Filed pursuant to Rule 424(b)(3)
Registration No. 333-255418
PROSPECTUS
3,243,875 Shares of Common Stock
Offered by the Selling Stockholders
This prospectus relates to the resale from time to time of up to 3,243,875 shares of common stock of NeuroBo Pharmaceuticals, Inc. by the Selling Stockholders listed on page 9 (the “Selling Stockholders”), including their pledgees, assignees, donees, transferees or their respective successors-in-interest. The Selling Stockholders acquired these shares from us pursuant to an Agreement and Plan of Merger, dated as of December 31, 2020 (the “Merger Agreement”), by and among us, ANA Therapeutics, Inc., a Delaware corporation (“ANA”), Shelby Merger Sub 1, Inc., a Delaware corporation, Shelby Merger Sub 2, LLC, a Delaware limited liability company, and Akash Bakshi, solely in his capacity as representative of the securityholders of ANA. We will not receive any proceeds from the sale of the shares by the Selling Stockholders pursuant to this prospectus.
We have agreed, pursuant to the Merger Agreement, to bear all of the expenses incurred in connection with the registration of these shares. The Selling Stockholders will pay or assume discounts, commissions, fees of underwriters, selling brokers or dealer managers and similar expenses, if any, incurred for the sale of these shares of our common stock.
The Selling Stockholders identified in this prospectus, or their pledgees, assignees, donees, transferees or their respective successors-in-interest, may offer the shares from time to time on terms to be determined at the time of sale through ordinary brokerage transactions or through any other means described in this prospectus under the caption “Plan of Distribution.” The shares may be sold at fixed prices, at prevailing market prices, at prices related to prevailing market prices or at negotiated prices. For a list of the Selling Stockholders, see the section entitled “Selling Stockholders” on page 9.
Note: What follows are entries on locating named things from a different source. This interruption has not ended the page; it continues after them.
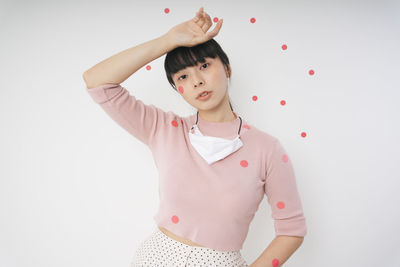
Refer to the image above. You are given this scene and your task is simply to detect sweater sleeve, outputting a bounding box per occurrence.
[264,139,307,236]
[86,83,172,147]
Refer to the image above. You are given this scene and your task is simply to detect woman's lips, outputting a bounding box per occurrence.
[197,91,211,98]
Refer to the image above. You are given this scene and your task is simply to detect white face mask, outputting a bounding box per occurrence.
[189,112,243,164]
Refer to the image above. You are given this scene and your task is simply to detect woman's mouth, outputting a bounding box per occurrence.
[197,91,211,100]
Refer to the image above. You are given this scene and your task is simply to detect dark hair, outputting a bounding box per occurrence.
[164,39,233,111]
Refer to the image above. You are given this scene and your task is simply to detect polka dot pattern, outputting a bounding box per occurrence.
[130,227,249,267]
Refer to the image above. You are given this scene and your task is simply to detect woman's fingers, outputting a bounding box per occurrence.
[207,19,223,39]
[201,13,212,32]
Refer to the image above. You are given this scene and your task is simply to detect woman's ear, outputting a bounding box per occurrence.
[225,65,232,78]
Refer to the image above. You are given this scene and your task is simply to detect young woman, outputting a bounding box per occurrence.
[83,8,307,267]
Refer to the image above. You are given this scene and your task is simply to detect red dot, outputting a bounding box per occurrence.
[276,201,285,209]
[240,160,249,167]
[171,120,178,127]
[171,215,179,223]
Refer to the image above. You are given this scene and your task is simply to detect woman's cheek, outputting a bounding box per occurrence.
[178,85,184,95]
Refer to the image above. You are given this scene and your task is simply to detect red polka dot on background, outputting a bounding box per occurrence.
[171,215,179,223]
[276,201,285,209]
[171,120,178,127]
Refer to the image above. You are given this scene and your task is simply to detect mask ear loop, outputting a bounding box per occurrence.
[190,111,199,130]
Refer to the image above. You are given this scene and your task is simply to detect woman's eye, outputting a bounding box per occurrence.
[201,63,209,67]
[178,63,210,80]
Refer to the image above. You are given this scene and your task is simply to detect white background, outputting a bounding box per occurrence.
[0,0,400,267]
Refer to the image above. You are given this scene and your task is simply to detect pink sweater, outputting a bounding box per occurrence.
[87,84,307,251]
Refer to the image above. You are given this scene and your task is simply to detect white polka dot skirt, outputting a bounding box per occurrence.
[130,227,249,267]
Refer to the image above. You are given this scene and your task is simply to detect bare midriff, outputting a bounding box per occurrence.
[158,226,203,247]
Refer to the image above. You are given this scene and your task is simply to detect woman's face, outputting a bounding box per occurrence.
[172,57,231,110]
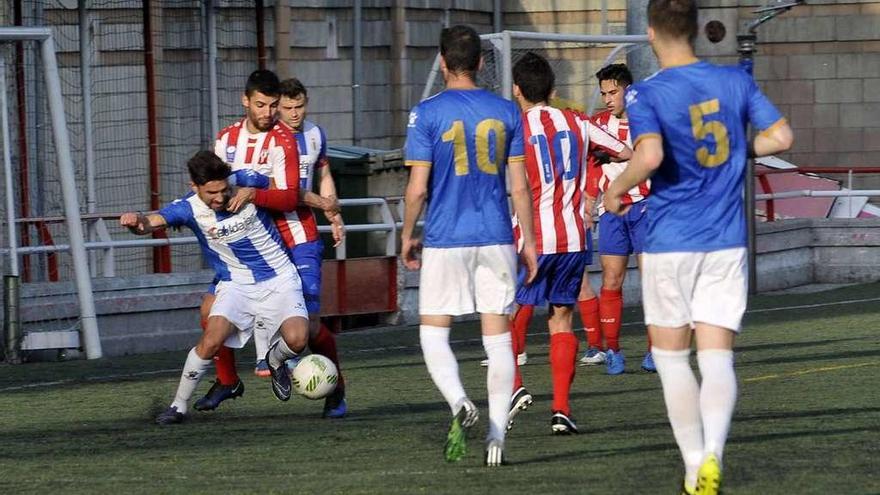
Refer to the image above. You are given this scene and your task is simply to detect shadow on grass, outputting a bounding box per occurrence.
[736,350,880,368]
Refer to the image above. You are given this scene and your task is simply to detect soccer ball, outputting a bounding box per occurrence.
[291,354,339,400]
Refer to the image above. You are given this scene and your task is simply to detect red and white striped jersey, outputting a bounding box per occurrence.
[523,106,626,254]
[591,110,651,215]
[214,119,318,247]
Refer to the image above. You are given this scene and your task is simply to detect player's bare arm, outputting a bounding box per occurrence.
[318,163,345,247]
[119,212,168,235]
[508,160,538,284]
[603,134,663,215]
[749,119,794,157]
[400,166,428,270]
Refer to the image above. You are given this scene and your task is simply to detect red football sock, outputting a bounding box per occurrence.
[599,289,623,352]
[201,319,238,385]
[309,322,345,390]
[578,296,602,349]
[550,332,578,416]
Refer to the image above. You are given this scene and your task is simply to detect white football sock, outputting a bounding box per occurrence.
[268,338,297,368]
[419,325,467,414]
[254,325,274,362]
[697,349,736,462]
[651,347,703,486]
[483,332,515,442]
[171,347,214,414]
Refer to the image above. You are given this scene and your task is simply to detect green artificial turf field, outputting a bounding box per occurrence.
[0,284,880,495]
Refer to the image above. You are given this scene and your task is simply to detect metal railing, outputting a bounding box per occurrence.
[755,167,880,222]
[0,198,403,277]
We may amend or supplement this prospectus from time to time by filing amendments or supplements as required. You should read the entire prospectus and any amendments or supplements carefully before you make your investment decision.
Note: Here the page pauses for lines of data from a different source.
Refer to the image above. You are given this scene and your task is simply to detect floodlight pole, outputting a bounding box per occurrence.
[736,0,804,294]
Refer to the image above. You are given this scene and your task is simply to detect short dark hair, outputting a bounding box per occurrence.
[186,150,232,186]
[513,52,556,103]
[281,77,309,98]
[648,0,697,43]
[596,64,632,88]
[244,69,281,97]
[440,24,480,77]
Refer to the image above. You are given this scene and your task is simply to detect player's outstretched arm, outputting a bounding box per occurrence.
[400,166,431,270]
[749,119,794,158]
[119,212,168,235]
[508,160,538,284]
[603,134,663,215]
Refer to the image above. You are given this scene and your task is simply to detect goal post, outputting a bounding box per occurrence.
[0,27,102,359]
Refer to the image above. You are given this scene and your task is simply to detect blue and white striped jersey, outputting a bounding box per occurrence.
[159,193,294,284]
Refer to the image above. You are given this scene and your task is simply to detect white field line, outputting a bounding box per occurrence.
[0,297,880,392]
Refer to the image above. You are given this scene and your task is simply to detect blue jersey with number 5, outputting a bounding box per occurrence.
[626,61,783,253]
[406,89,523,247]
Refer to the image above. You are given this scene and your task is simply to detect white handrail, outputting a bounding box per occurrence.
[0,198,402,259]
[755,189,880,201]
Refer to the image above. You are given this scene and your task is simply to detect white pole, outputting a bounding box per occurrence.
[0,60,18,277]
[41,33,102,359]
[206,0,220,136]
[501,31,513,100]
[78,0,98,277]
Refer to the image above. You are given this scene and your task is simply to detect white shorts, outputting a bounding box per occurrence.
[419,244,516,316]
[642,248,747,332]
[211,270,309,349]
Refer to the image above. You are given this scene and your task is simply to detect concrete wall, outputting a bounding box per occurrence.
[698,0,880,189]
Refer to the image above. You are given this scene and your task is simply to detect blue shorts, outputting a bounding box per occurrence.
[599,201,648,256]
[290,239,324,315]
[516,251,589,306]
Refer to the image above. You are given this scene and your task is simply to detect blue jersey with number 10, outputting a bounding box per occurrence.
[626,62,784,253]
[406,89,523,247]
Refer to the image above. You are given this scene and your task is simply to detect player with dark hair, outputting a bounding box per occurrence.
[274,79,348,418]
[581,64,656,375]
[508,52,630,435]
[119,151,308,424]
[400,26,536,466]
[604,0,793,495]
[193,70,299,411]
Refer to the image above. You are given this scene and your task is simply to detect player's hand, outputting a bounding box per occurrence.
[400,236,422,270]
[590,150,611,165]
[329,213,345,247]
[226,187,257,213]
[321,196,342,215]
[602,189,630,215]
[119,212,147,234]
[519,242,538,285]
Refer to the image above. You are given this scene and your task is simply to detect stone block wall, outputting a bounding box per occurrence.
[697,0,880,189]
Our common stock is traded on The Nasdaq Stock Market LLC (“Nasdaq”) under the symbol “NRBO.” On April 29, 2021, the last reported closing sale price of our common stock on Nasdaq was $3.56 per share. You are urged to obtain current market quotations for our common stock.
We are an “emerging growth company” under applicable Securities and Exchange Commission rules and, as such, have elected to comply with certain reduced public company disclosure requirements for this prospectus and future filings.
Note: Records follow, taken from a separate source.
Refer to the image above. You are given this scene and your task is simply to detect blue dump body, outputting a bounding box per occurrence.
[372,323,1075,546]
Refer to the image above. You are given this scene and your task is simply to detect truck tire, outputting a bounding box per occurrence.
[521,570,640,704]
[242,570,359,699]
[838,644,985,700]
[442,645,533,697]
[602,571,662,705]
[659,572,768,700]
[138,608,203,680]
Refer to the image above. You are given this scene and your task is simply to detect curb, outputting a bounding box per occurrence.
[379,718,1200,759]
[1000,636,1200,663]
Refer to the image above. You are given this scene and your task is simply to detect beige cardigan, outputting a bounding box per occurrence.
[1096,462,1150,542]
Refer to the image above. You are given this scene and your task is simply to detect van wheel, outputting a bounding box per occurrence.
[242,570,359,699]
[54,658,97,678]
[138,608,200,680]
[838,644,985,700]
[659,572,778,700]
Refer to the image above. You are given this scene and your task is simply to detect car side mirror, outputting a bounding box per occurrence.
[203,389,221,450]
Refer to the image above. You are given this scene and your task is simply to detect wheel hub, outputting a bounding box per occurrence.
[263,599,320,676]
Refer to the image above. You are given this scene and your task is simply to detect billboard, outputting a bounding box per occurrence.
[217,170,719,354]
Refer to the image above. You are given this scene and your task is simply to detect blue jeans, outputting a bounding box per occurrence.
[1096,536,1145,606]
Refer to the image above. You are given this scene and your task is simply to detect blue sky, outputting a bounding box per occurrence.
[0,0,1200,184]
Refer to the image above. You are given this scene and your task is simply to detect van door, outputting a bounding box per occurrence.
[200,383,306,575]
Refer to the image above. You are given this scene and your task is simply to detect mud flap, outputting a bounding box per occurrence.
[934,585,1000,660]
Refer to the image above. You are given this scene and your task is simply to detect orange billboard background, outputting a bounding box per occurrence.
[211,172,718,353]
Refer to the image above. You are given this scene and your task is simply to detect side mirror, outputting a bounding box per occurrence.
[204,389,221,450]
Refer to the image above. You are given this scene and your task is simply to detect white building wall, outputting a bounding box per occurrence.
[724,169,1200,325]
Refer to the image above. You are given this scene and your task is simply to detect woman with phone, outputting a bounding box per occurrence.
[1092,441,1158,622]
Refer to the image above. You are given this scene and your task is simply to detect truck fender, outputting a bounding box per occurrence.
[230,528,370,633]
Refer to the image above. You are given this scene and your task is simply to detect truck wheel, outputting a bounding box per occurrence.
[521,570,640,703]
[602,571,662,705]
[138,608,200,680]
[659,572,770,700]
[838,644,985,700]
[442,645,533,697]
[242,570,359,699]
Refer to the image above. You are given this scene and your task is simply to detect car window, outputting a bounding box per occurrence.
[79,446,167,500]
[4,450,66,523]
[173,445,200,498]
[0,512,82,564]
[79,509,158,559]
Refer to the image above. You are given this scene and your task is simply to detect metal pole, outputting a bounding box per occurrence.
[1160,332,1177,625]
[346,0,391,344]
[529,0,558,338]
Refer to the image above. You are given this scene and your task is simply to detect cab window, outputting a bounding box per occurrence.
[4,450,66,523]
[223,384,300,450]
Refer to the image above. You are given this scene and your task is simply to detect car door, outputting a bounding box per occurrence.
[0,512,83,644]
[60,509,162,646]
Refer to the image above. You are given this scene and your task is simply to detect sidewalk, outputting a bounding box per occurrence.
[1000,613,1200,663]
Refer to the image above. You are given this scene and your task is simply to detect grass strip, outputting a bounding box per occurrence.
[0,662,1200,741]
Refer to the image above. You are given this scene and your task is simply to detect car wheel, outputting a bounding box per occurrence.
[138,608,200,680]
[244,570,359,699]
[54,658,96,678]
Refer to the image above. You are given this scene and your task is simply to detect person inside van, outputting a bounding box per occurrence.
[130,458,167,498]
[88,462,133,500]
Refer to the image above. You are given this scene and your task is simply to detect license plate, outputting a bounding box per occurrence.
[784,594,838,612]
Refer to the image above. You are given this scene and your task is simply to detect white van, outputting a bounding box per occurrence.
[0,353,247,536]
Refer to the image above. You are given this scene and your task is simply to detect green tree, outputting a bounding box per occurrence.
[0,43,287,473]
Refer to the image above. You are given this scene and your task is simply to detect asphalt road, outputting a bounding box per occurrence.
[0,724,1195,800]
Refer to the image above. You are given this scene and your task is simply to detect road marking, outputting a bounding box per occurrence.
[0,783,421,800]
Investing in our common stock involves a high degree of risk. See “Risk Factors” beginning on page 4 of this prospectus and in the documents incorporated by reference into this prospectus.
Neither the Securities and Exchange Commission nor any state securities commission has approved or disapproved of these securities or passed upon the adequacy or accuracy of this prospectus. Any representation to the contrary is a criminal offense.
The date of this prospectus is April 30, 2021.